In Neuhart v. Transatlantic Energy Corp., 2018-Ohio-4099, 121 N.E.3d 802 (7th Dist.), the Seventh District addressed whether gathering and compression costs paid by the lessee should be included in a “paying quantities” analysis.  The Court found guidance from the United States Court of Appeals for the Sixth Circuit in its definition of gathering as “the movement of lease production to a central accumulation and/or treatment point on the lease, unit or communitized area, or to a central accumulation or treatment point off the lease, unit or communitized area.”  Id. at ¶ 31 (quoting Poplar Creek Dev. Co. v. Chesapeake Appalachia L.L.C., 636 F.3d 235, fn. 1 (6th Cir. 2011)).  The Sixth Circuit also defined compression as “the process of raising the pressure of gas,” and further stated that “[compression] is often used to transport low pressure gas through the pipeline to a place where it can be sold.”  Poplar Creek Dev. Co. at fn. 2, 636 F.3d 235 (6th Cir. 2011).  Importantly, the Sixth Circuit reasoned that gathering and compression are post-production processes.  Id. at 239.  Relying on the Sixth Circuit’s decision in Poplar Creek Dev. Co., the Court in Neuhart held that “gathering and compression costs are not directly related to the production of oil and gas” and that “gathering and compression fees are not expenses for purposes of a paying quantities analysis in this matter.” Neuhart at ¶ 32.

Duration of Loss

While weighing revenue against operating expenses is a major component of the “paying quantities” analysis, there is also a temporal aspect.  Critical to the “paying quantities” analysis is the timeframe during which production does not result in a profit over operating expenses.  Ohio courts have not yet adopted a bright-line rule on this issue.  However, as the Court of Appeals acknowledged in Hogue, “no case can be found where an Ohio appellate court deemed a lease forfeited based on less than two years of nonproduction.”  Hogue at ¶ 45 (quoting RHDK Oil & Gas, L.L.C. v.
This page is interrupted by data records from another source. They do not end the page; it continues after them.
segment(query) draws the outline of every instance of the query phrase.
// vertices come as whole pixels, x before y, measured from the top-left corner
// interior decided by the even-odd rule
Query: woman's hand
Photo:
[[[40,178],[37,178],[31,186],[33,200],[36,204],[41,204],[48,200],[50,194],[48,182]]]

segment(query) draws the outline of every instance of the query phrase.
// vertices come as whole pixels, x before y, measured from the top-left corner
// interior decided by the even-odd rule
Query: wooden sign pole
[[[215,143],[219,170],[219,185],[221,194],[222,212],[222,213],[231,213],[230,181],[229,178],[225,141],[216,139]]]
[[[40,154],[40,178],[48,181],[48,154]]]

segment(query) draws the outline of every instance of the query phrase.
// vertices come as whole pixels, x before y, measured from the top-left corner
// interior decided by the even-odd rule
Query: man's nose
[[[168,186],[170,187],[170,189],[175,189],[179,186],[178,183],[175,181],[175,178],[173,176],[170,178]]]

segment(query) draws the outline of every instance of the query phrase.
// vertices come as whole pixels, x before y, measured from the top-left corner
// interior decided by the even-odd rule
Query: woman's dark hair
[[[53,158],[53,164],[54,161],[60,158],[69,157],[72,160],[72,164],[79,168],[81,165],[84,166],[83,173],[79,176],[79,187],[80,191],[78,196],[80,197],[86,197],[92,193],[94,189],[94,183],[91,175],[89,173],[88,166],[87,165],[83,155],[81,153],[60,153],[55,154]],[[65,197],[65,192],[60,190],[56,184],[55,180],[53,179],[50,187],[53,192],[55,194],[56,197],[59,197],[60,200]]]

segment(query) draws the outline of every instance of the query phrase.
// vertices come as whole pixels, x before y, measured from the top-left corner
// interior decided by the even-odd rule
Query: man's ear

Dye, 2016-Ohio-4654, 2016 WL 3522555, ¶ 22).  The Court further stated that “[i]n addition to the length of cessation, a court must consider all attendant circumstances.”  Id. at ¶ 45 (citing RHDK at ¶ 21).

Conclusion

The test for determining production in “paying quantities” in Ohio is a relatively simple equation on its face, which balances revenue generated from a well with its operating expenses.  Blausey.  However, identifying direct operating expenses is critical in the application of the Blausey equation.  For this reason, accurate recordkeeping is imperative.  We have seen that lessor royalties and payment for labor related to production are costs to be included in direct operating expenses.  On the contrary, a lessee’s own personal labor, drilling and equipping costs, general business overhead costs, and gathering and compression costs have been excluded from operating expenses.  As “paying quantities” disputes continue in Ohio, we anticipate continued development in the categorization of direct operating expenses.         


[1] We note that the holding in Paulus can be distinguished from the Ohio Supreme Court’s holding in Blausey that a lessee’s own personal labor performed in the production from the leasehold is not an operating expense.  Blausey, 61 Ohio St.2d at 266, 400 N.E.2d 408.